Tous les chatons doivent se mettre à téter rapidement après la mise bas, au plus tard dans les 6 à 8 heures qui suivent afin d’absorber correctement les anticorps colostraux. En effet, le transfert passif des anticorps à travers la paroi intestinale du chaton n’est plus possible 16 heures après sa naissance, ce qui est bien plus court que chez le chiot.

Les chatons qui n’ont pas pu absorber le colostrum ou le lait de chatte pendant cette période d’absorption sont immunologiquement affaiblis et sensibles aux infections et aux septicémies.

 

Les chatons qui ont faim, froid ou chaud manifestent leur inconfort en pleurant continuellement, ces chatons demandent une surveillance particulière.

 

 

Les principales causes de mortalité des chatons :

 

L’environnement et l’hypothermie. La température du nid doit être de 32°C, une pièce à 22°C et la présence de la mère permettent d’atteindre cette température.

 

Les anomalies congénitales souvent héréditaires mais pas forcément. Se méfier des médicaments pris par la mère pendant la gestation (la griséofulvine, les tétracyclines, certains anti-inflammatoires…) ou des infections qu’elle aurait pu contracter.

 

Si la mammite aiguë est facilement décelable, la forme chronique est plus difficile à diagnostiquer : la mère semble en bonne santé mais les chatons souffrent d’une gastro-entérite débilitante.

 

L’anémie hémolytique du nouveau né survient lors d’incompatibilité sanguine entre la mère et le chaton. Une femelle de groupe sanguin B, accouplée à un étalon de groupe sanguin A, peut produire des chatons A et leur transmettre par le lait des anticorps anti-hémolysine A. Les nouveaux nés concernés meurent après avoir présenté un ictère et une hémoglobinurie.
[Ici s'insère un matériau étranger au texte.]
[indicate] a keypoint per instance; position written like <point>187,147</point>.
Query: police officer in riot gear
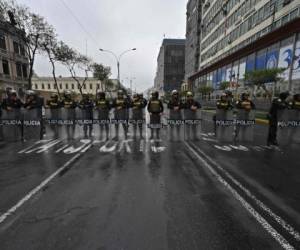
<point>87,107</point>
<point>103,106</point>
<point>69,104</point>
<point>295,102</point>
<point>121,106</point>
<point>175,106</point>
<point>11,102</point>
<point>191,107</point>
<point>155,108</point>
<point>54,105</point>
<point>224,103</point>
<point>245,103</point>
<point>277,105</point>
<point>138,105</point>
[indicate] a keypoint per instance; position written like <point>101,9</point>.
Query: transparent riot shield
<point>224,125</point>
<point>120,124</point>
<point>283,117</point>
<point>32,124</point>
<point>12,125</point>
<point>67,123</point>
<point>175,125</point>
<point>245,121</point>
<point>84,120</point>
<point>293,126</point>
<point>137,123</point>
<point>192,124</point>
<point>53,116</point>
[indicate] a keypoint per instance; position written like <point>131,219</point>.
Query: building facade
<point>13,58</point>
<point>240,36</point>
<point>193,32</point>
<point>46,85</point>
<point>170,65</point>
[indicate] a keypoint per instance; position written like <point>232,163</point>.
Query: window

Heureusement le groupe sanguin B, donc l’anémie hémolytique, sont rares chez les Abyssins, Burmeses et Siamois.

 

L’infection ombilicale un chaton peut s’infecter au moment de l’accouchement par le cordon ombilical. Il développe alors un abcès du foie ou une péritonite qui entraîne son décès à l’âge de 15 jours ou 3 semaines. Si le cordon est coupé trop court par la chatte, un abcès de l’ombilic est possible quand ce n’est pas une hernie ombilicale.

 

Les infections diverses qui frappent surtout entre 3 et 7 semaines d’âge quand l’immunité maternelle décroît et quand le chaton entre dans le vide immunologique avant ses vaccins.

 

 

 

 

 

Le sevrage des chatons commence progressivement lorsqu’ils ont 3-4 semaines et se termine vers l’âge de 6-10 semaines. On ne sèvre pas complètement les chatons abyssins avant l’âge de 8-9 semaines. Ce sevrage plus tardif permet une plus longue phase de croissance sous allaitement et une maturation du système immunitaire, ce qui réduit leur mortalité dans la période de post sevrage.
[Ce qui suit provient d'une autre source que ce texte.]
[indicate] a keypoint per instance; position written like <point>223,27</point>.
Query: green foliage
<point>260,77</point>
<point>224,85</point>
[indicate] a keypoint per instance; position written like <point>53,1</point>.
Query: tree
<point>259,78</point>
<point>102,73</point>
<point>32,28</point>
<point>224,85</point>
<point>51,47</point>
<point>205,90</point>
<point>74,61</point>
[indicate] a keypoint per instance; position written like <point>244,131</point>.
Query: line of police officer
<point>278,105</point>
Le sevrage peut représenter un événement stressant dans la vie du chaton. La transition à une alimentation autonome, la plus grande exposition à l’environnement et la disparition progressive des anticorps d’origine maternelle entraînent un affaiblissement des défenses immunitaires. Pour ne pas perdre des chatons à ce moment-là, il faut de bonnes pratiques d’élevage et une alimentation adéquate.
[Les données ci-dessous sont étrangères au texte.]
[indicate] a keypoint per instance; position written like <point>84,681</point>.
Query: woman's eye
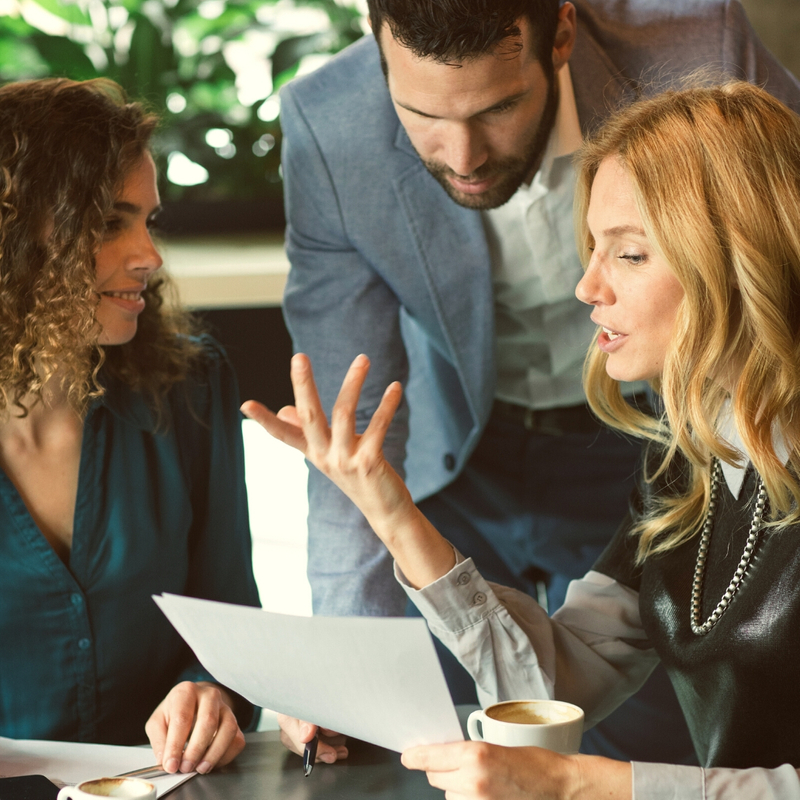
<point>636,259</point>
<point>113,225</point>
En début de sevrage proposer aux chatons des aliments humides ou secs humidifiés. La bouillie ainsi préparée doit être renouvelé 3-4 fois par jour pour rester fraîche. Pour éviter d’avoir à faire une deuxième transition alimentaire, il vaut mieux commencer tout de suite avec l’aliment de croissance que le chaton mangera après le sevrage.

A l’âge de 6 à 8 semaines la plupart des chatons sont capables de manger des croquettes non humidifiées ; il n’est donc plus nécessaire de ramollir l’aliment.

C'est au contact de leur mère que les chatons apprennent à manger autre chose que le lait, par un phénomène d'imitation, il en va de même pour l'apprentissage de la propreté. C'est aussi la maman chat qui leur apprend la chasse en ramenant à ses chatons des proies mortes, puis des proies encore vivantes. A 8 semaines le chaton sait chasser, il est donc autonome, pourtant pour une socialisation optimale à son espèce il est préférable de le laisser avec sa mère et sa fratrie jusqu'à l'âge de 10 - 12 semaines.